Gutes Wetter ist für das Gemüt eines jeden auch nicht verkehrt und hatte
auch einen großen Anteil daran, dass überall sehr gute Stimmung herrschte.
Da hast Du wohl recht.
Auch die Tatsache dass man vor der WM von der deutschen Mannschaft absolut
nix mehr erwartete und dann positiv überrascht wurde, spielte bei der
Begeisterung eine Rolle.
Von Korea hat 2002 auch keiner etwas erwartet und die sind auch Dritter geworden.
Eine schöne Tradition.
Dass die Spiele der deutschen nicht immer klar herausgespielte Siege waren,
ist für die Spannung auch gut gewesen. Grottenschlechten Fußball habe ich zu
der Zeit aber nicht gesehen. Die Niederlage vor der WM gegen Italien war ein
grottenschlechtes Spiel.
Auch.
Den Film Deutschland ein Sommermärchen habe zwar auch ich LEIDER noch nicht
gesehen, aber denke ich auch hier nicht, dass er der Massenmanipulation und
Propaganda dienen sollte. Wie denn auch, für einen solchen Film hätte man
ein anderes Ende gebraucht. Da wären dann wir Weltmeister gewesen ;-)
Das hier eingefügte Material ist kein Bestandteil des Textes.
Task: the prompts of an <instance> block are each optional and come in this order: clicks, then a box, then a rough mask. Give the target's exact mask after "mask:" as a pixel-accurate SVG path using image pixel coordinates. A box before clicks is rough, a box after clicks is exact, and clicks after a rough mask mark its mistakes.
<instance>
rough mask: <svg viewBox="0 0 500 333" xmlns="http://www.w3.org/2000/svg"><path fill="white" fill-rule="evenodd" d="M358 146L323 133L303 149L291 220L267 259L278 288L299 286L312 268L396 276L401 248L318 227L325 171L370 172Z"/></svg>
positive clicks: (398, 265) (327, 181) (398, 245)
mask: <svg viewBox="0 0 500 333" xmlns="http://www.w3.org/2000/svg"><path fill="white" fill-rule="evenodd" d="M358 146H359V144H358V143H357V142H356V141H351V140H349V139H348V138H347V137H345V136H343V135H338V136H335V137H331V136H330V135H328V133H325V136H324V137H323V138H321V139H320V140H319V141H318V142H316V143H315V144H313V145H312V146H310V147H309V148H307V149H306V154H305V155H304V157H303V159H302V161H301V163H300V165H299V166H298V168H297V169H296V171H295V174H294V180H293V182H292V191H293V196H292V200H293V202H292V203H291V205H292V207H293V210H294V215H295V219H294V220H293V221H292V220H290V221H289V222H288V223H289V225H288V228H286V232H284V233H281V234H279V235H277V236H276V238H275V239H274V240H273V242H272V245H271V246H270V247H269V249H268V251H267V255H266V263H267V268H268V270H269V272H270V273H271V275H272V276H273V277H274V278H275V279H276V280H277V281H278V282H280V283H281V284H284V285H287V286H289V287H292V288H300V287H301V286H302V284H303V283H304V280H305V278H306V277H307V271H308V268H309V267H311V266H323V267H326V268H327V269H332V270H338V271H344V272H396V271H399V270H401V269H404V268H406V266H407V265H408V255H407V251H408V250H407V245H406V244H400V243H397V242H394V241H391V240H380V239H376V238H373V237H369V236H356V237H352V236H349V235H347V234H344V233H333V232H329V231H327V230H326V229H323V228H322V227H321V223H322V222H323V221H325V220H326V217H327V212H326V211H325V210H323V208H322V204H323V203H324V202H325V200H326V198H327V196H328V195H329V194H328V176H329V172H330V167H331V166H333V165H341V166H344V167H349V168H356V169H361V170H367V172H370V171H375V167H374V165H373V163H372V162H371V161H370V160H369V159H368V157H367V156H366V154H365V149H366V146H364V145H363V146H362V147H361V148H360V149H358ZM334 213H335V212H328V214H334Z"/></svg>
Dass die WM völlig gewaltfrei gewesen ist, denkt wohl keiner.
Eben.
Schön fand ich auch, dass diese WM in meinen Augen Deutschland die Chance
gab zu zeigen, dass es tolerant, aufgeschlossen und nicht
fremden/auslä nderfeindlich zu sein.
Das wird gerne in Anspruch genommen. Ich halte es da dann doch lieber so, dass ich die anderen frage, ob sie uns Deutschen für tolerant und aufgeschlossen halten. Ich denke, dass da dann eher ein Schuh draus wird. Wenn ich solche Aussagen in deutschen Medien höre/lese, riecht es mir zu sehr nach Eigenlob. Es gibt Beispiele zuhauf, die dieser Aussage auch nach der WM entgegen stehen. Ein Volk mit einer solch grausamen Geschichte ändert seine Latenz nicht mal eben in sechs Wochen.
Diese Chance hat Deutschland genutzt. Ein paar Querköpfe gibt es immer, das
ist aber nicht die Masse.
Das gilt es zu überprüfen. Und zwar über einen sehr langen Zeitraum.
Ich fand die WM super und das es natürlich auch ein milliardenschweres
Geschäft ist, tut dem kein Abbruch.
Ich war bei der `94er WM wesentlich begeisterter. Alleine das Endspiel war grandios.